Did you know that cheese comes from a plant? Did you also know that tomatoes grow under ground?
Apparently this is what children surveyed in the UK believe to be true! A recent survey conducted in the UK of more than 27,000 children shows that children know very little about food. The picture is grim…of the children surveyed:
- 29% of primary aged children (4-10 years old) think cheese is made from plants
- 34% of 5-8 year olds and 17% of 8-11 year olds believe pasta comes from animals
- 18% of primary school children believe fish fingers come from a chicken
- 80% of the school children do not eat enough fruits and vegetables (less than 4 portions per day)
- 21% of 4-10 year olds reported never visiting a farm!
I am not sure why I am surprised. If this survey had been conducted in the US it might even be worse. We teach kids to read, to write, and to do math, but why do we find it so difficult to teach them about the food they eat multiple times a day?

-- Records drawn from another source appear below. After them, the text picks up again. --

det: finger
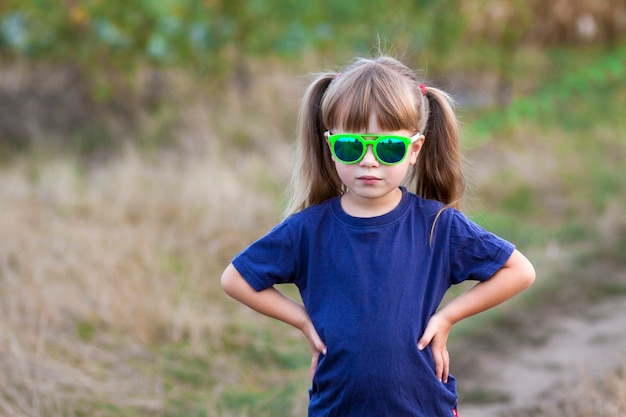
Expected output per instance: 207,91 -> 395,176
309,351 -> 320,381
417,329 -> 434,350
433,351 -> 444,381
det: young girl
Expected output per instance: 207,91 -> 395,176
221,56 -> 535,417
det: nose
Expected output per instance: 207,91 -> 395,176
359,145 -> 379,166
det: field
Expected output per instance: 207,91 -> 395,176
0,44 -> 626,417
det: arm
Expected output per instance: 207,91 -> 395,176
221,264 -> 326,378
418,250 -> 535,382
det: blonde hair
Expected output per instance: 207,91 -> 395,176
285,55 -> 465,217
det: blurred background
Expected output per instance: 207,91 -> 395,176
0,0 -> 626,417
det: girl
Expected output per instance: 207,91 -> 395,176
221,56 -> 535,417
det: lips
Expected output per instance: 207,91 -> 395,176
358,175 -> 381,185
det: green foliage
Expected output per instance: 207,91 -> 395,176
471,47 -> 626,137
0,0 -> 462,90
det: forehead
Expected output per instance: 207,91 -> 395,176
322,70 -> 419,132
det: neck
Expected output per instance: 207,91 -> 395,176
341,188 -> 402,218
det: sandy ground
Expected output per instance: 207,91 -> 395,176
457,292 -> 626,417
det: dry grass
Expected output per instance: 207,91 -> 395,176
0,50 -> 626,417
0,109 -> 288,416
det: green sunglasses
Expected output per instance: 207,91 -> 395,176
328,130 -> 421,165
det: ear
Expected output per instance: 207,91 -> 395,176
324,130 -> 335,161
409,135 -> 426,165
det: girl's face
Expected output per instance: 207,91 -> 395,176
325,115 -> 424,217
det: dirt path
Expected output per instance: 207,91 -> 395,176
457,292 -> 626,417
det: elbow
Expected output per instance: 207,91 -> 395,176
220,265 -> 236,297
521,255 -> 537,288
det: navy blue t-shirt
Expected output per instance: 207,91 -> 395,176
233,188 -> 513,417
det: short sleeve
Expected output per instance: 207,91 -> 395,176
450,210 -> 515,284
232,222 -> 295,291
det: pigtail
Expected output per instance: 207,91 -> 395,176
413,87 -> 465,210
284,73 -> 343,217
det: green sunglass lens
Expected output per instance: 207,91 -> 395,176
334,137 -> 363,162
376,138 -> 406,164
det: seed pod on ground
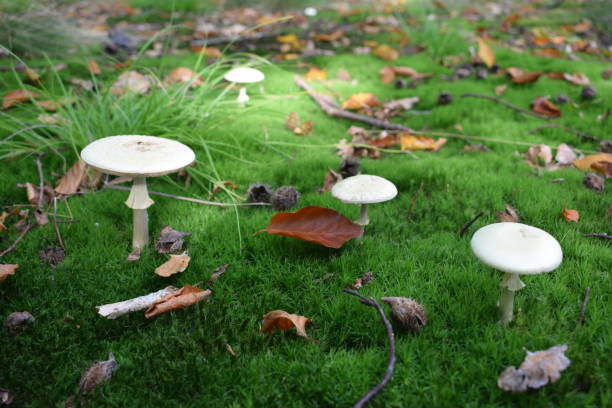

Talk to your kids about real food
I talk to my daughter about real food and the impact it has on her body and her life day in and day out. I want her to know that the meat on her plate came from a cow, lamb or chicken and that they had to die so she can eat. I want her to know that milk makes cheese and butter and that it comes from a cow.
We play a fun guessing game on the playground where I bring up a category (like ‘dairy’) and then name a letter. She has to guess what dairy item I am thinking about. For example – ‘M’ is for ‘milk’. We have even started in on spices and on cuts of meat. Yes, she asks me very insightful questions about how we get the rib from a cow. I have to provide the best answer I can which is that we respect the animals but that we do raise farm animals for food. She and I talk about the difference between pets and farm animals we eat.
I do not see this as a disturbing topic – this is LIFE.
How we talk to our children matters
We teach them about the semantics as well as provide guidance on our values. How you do this is your choice. Do I agree with this video which has gone a bit viral on the Internet promoting vegetarianism?
While these are not my values because we do eat meat, I do welcome any type of discussion with children about how food gets to their plate. This mother entertained a discussion with a very young child about her values. That is the point. She did not skirt the issue. She tackled it and she taught her child something about his food.
It would be nice if there was a Disney movie about living on farm and seeing your favorite ‘pet’ farm animal being butchered and then eating it that night for dinner to facilitate this conversation, but that just is not the case. Parents have to do the hard work of making the invisible visible to their children about their food. Food does not come from a ‘grocery store’. Without farmers or foragers there would be no food.
Provide life experiences for your children
Participate in nature.
When I was young, I used to go on fishing trips with my dad. When we caught a fish, we gutted it, then cooked it on the fire, and then ate it for dinner. My dad would show me if it was a male or a female by looking for fish eggs. That is some of the best fish I have ever tasted to this day and I will never forget those experiences with nature.
Take a field trip to a local farm.
My daughter’s school recently took the children on a field trip to a local teaching farm. The children were able to see all kinds of animals and even watch a cow milking demonstration. We also take her to pick up our raw milk and to the farmers markets each week.
Have your kids help you cook!
The one bright spot in the British poll is that 84% of primary school aged children and 73% of secondary school aged children said they would like to cook more! 85% of all of the children surveyed said they enjoyed cooking. Cooking teaches math, reading, and science all at once. Cooking is a great activity because you accomplish much more than making a mess – you get a meal out of it.
These experiences are important for young children. Otherwise, they are left to imagine for themselves where their food comes from.
Do you take your kids on nature or farm excursions? What did you recently learn about your food and where it comes from?